В тот же день тело Чоты, украшенное венками и цветочными гирляндами, погрузили на колесницу, запряженную пятью волами. Белый слон отправился в свой последний путь по улицам Стамбула. Жители города радовались новому развлечению. Зеваки, толпившиеся на обочинах, вытягивали шеи, чтобы лучше видеть покойного слона, кричали и хлопали в ладоши. Позабыв о привычных делах, люди, увлекаемые скорее любопытством, чем печалью, следовали за колесницей. Джахан ехал верхом впереди, невидящий его взгляд был устремлен в пространство. Изнемогая от скорби, он остановился у ворот особняка французского посла и передал ему слона, как передают мяснику приготовленного в жертву ягненка.
* * *
На следующий день главный белый евнух вызвал Джахана к себе. Наверное, Камиль-ага хочет отчитать его за то, что он нарушил запрет и в ночь смерти Чоты остался ночевать в зверинце, решил Джахан. К тому же он осмелился воспротивиться воле султана и заявил, что не отдаст тело своего питомца на поругание французскому послу. То, что протест его изначально был обречен, не умаляло вины дерзкого слуги. За подобное своеволие Гвоздика Камиль-ага мог мстить годами. Как ни странно, Джахан думал о грозящих ему карах без всякого трепета. Неведомое прежде спокойствие снизошло на его душу.
Войдя в покои главного белого евнуха, Джахан медленно, словно нехотя, поклонился и замер в ожидании, уставившись в мраморные плиты пола.
– Подними голову! – раздался резкий, как удар хлыста, приказ.

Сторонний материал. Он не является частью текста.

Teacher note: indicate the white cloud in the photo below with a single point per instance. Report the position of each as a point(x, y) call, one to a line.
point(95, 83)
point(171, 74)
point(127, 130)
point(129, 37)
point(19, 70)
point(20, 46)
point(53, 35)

Джахан повиновался. Впервые с того дня, когда он, совсем еще мальчишкой, едва прибыв во дворец, получил от высокомерного царедворца оплеуху, он взглянул ему прямо в глаза – темно-голубые, как морская вода.
– Я наблюдал за тобой все эти годы, – изрек главный белый евнух. – Ты быстро поднимался вверх и многого сумел достичь. Но я питаю к тебе расположение совсем по иной причине. Хочешь знать по какой?
Джахан хранил молчание. Он и думать не думал, что Камиль-ага питает к нему расположение.
– Каждый девширме сделан из расплавленной стали. Точнее, переплавленной. Ты долго жил среди нас, индус. Странно, что никто и никогда не пытался обратить тебя в истинную веру. Ты сделал это сам. Но знаешь, в чем твоя ошибка? Знаешь, как она называется?
– Откуда мне знать, эфенди?
– Любовь! – Губы главного белого евнуха брезгливо изогнулись, как будто это слово было ему неприятно на вкус. – В этом городе сотни людей обучаются у других людей наукам и ремеслам. Все они почитают своих учителей. А ты своего учителя любил. То же самое и со слоном. Тебе следовало просто ухаживать за зверем, кормить его и чистить. Любить его было совершенно ни к чему.
– Я сделал это ненамеренно, эфенди, – ответил Джахан. – Так уж получилось.
– Любовь делает человека уязвимым, – с легким вздохом произнес Камиль-ага. – И теперь, раз зодчего Синана больше нет, я стану твоим покровителем и наставником. Доверься мне, и поражения будут тебе неведомы.
– Поражения? Но я ни с кем не веду войны, эфенди.
Главный белый евнух сделал вид, что пропустил эти слова мимо ушей.
– Я помогу тебе справиться с горем. Мне известен дом, где с человека смывают уныние, как в хаммаме смывают грязь. Его так и называют – «хаммам для тех, кто пребывает в печали».